Mr. bin Laden is also believed to have profited in the 1980s from his association with Afghan rebels who received U.S. funding for their insurgency against the former Soviet Union.
According to former U.S. ambassador to Pakistan Robert Oakley, Osama bin Laden now gets money from a variety of sources. "He has it from his personal wealth, but he now is able to get it from all sorts of places," he said. "There are a number of very, very wealthy Muslims who are willing to contribute to Bin Laden's organization still, and there have been before. That's his chief source, in addition to his private fortune, which he's probably diminished considerably."
Mr. bin Laden's financial network is reported to involve companies in many countries, including Tunisia, Cyprus and Switzerland. Those businesses have been accused of serving as front companies, laundering donations from his supporters in the Middle East, Africa and Muslim communities in Europe. The Cypriot government, however, has denied that Cyprus has been used as a financial haven for Osama bin Laden. And a board member of one Swiss company, Al Taqwa, denies any link to terrorism, saying instead that the company helps fund agriculture and education projects in developing countries.
Securities officials in the United States, Europe and Japan are investigating whether Osama bin Laden's organization may have profited from last week's terrorist attacks by selling large amounts of shares of reinsurance companies in advance of the planned attacks.
Eric Melby, a senior fellow at the Forum for International Policy in Washington, says finding and freezing the assets of Mr. bin Laden and his network, called Al-Qaeda, or "the base," will be difficult, but not impossible.
"As we saw from the incidents that happened here last week," said Mr. Melby, "it's likely that it was a very long, well planned operation which required substantial financial resources to keep the various teams going. So, there is money flowing out to support these people. ... And it will require I think a sophisticated effort to break into their communications networks because they clearly communicate among themselves and transfer money among themselves, and there are probably selected countries in the world that less savory characters try and do their banking in away from the rigorous regulatory oversight that exists in, say, the OECD countries."

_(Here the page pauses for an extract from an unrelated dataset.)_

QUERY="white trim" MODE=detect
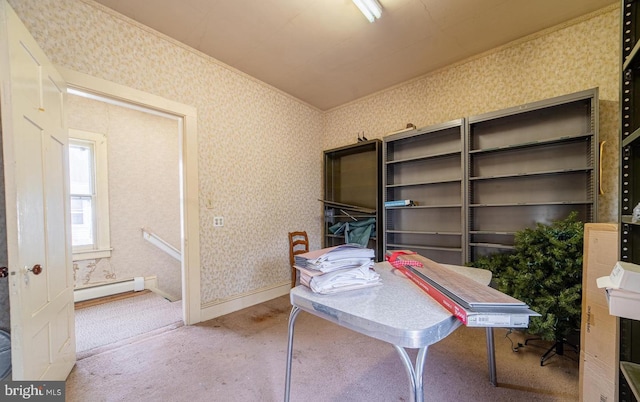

Ambassador Oakley says the United States and other countries have been trying to track Osama Bin Laden's financial transactions, but he says the alleged terrorist leader uses unconventional methods to hide and move his money.
And Mr. Oakley adds that the U.S. government is going to expect more cooperation from banks to track the funds. "There's going to have to be changes in the laws affecting the behavior of banks and the way in which banks themselves will handle money transfers, deposits and things of this kind," he said. "There's been some improvement made, but with respect both to terrorism and narcotics trafficking in the past decade. But there obviously has to be more done. This is going to mean making some changes which the banking system, international banking system may not like."
For example, Ambassador Oakley says banks will have to get used to a higher degree of disclosure, something he says banks do now only grudgingly.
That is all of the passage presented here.